In contrast to nuclear cataracts, cortical cataracts are associated with the local disruption of the structure of mature fiber cells. Once membrane integrity is compromised, essential metabolites are lost from the affected cells. This loss leads to extensive protein oxidation and precipitation. Cortical cataracts are usually bilateral but are often asymmetric. Their effect on visual function varies greatly, depending on the location of the opacification relative to the visual axis. A common symptom of cortical cataracts is glare from intense focal light sources, such as car headlights. Monocular diplopia may also result. Cortical cataracts vary greatly in their rate of progression; some cortical opacities remain unchanged for prolonged periods, whereas others progress rapidly.

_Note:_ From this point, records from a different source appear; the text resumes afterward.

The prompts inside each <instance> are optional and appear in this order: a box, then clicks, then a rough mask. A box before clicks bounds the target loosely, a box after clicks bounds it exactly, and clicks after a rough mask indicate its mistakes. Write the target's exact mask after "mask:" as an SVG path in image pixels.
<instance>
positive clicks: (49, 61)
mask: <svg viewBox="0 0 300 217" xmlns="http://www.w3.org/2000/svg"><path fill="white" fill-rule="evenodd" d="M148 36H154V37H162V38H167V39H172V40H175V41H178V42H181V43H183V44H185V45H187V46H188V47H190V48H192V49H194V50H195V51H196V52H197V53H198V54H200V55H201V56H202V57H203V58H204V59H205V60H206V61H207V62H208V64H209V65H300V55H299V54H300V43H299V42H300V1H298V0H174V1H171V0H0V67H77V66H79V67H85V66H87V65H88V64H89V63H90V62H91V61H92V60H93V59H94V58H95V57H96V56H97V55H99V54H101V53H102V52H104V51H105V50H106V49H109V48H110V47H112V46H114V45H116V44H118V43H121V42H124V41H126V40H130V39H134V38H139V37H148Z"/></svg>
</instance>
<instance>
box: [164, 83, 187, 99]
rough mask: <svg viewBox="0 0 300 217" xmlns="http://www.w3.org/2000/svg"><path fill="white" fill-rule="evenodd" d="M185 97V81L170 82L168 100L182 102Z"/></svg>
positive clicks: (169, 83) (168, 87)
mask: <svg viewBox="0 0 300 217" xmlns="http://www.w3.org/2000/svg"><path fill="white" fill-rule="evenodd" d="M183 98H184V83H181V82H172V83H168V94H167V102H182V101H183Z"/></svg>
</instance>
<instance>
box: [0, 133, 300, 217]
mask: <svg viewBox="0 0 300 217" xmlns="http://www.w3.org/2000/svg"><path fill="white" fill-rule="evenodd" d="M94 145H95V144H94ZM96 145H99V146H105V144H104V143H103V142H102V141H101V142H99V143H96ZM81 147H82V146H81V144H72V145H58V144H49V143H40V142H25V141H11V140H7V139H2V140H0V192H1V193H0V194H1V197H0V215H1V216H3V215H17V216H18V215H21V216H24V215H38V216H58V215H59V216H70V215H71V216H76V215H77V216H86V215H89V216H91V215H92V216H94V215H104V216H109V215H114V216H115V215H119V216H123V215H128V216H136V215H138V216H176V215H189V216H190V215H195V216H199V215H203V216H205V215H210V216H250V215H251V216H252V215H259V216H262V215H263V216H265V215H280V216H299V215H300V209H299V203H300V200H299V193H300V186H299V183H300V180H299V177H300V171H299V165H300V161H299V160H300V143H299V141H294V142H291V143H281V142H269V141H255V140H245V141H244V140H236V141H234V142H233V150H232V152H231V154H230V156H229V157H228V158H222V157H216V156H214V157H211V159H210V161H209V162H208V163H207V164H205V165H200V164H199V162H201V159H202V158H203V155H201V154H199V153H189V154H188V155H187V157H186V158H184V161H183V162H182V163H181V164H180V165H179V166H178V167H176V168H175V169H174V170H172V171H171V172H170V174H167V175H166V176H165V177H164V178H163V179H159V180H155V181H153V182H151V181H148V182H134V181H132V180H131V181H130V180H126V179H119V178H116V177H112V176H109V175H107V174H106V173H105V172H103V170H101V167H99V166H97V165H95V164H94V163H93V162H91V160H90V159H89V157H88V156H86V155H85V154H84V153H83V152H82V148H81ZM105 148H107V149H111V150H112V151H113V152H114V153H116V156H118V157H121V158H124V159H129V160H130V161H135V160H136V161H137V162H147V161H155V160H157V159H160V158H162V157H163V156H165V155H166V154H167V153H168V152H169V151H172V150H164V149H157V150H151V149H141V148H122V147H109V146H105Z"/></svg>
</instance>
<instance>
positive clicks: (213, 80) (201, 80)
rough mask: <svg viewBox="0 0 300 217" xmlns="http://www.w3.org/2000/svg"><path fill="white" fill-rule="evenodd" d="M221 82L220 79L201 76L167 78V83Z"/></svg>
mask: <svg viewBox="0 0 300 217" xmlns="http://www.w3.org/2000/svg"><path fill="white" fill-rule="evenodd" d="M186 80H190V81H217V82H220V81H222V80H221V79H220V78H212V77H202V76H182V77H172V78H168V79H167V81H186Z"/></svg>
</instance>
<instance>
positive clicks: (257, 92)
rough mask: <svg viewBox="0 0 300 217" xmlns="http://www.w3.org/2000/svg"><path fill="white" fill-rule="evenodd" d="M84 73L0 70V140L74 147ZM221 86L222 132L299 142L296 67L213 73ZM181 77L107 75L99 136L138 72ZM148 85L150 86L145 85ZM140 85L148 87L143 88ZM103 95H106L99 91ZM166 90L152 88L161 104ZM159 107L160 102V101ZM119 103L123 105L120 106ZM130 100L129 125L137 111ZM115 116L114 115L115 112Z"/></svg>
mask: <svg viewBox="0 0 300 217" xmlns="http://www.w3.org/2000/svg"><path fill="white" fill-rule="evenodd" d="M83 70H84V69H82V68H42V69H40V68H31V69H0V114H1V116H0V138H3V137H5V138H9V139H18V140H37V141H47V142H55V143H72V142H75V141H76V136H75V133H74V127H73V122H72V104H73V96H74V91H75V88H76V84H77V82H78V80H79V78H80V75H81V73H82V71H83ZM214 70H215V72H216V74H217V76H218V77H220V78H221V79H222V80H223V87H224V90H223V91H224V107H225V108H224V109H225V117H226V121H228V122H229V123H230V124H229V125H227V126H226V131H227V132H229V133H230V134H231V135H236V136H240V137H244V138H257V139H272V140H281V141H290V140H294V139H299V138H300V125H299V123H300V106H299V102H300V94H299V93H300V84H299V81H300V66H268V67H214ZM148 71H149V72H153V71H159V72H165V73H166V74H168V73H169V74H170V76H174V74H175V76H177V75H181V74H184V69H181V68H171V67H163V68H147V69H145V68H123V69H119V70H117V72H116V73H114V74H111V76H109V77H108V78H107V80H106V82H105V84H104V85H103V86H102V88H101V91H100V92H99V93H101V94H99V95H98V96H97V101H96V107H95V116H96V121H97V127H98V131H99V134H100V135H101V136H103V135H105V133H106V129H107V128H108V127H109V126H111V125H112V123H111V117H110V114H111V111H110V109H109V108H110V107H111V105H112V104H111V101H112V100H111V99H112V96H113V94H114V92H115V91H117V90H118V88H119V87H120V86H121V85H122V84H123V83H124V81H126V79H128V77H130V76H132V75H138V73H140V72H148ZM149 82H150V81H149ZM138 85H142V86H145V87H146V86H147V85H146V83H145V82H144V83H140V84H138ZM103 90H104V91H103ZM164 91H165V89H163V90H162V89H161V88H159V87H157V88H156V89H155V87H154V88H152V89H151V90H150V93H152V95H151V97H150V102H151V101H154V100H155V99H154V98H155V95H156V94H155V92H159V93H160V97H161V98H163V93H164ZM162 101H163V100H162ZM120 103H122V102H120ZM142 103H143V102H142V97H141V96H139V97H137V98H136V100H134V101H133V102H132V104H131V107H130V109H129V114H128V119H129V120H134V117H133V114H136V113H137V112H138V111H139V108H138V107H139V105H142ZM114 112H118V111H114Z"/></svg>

The first signs of cortical cataract formation visible with the slit-lamp biomicroscope are vacuoles and water clefts in the anterior or posterior cortex (Fig 5-3). The cortical lamellae may be separated by fluid. Wedge-shaped opacities (often called cortical spokes or cuneiform opacities) form near the periphery of the lens, with the pointed end of the opacities oriented toward the center (Fig 5-4). Since these peripheral opacities occur in fiber cells that extend from the posterior to the anterior sutures, they affect only the central regions of the fiber cells. In the initial stages of the cataract, affected fiber cells remain clear at their anterior and posterior ends. The cortical spokes appear as white opacities when viewed with the slit-lamp biomicroscope and as dark shadows when viewed on retroillumination. The wedge-shaped opacities may spread to adjacent fiber cells and along the length of affected fibers, causing the degree of opacity to increase and extend toward the visual axis. When the entire cortex from the capsule to the nucleus becomes white and opaque, the cataract is said to be mature (Fig 5-5). In mature opacities, the lens takes up water, swelling to become an intumescent cortical cataract.
A hypermature cataract occurs when degenerated cortical material leaks through the lens capsule, leaving the capsule wrinkled and shrunken (Fig 5-6). A morgagnian cataract occurs when further liquefaction of the cortex allows free movement of the nucleus within the capsular bag (Fig 5-7).
Histopathologically, cortical cataracts are characterized by local swelling and disruption of the lens fiber cells. Globules of eosinophilic material (morgagnian globules) are observed in slitlike spaces between lens fibers.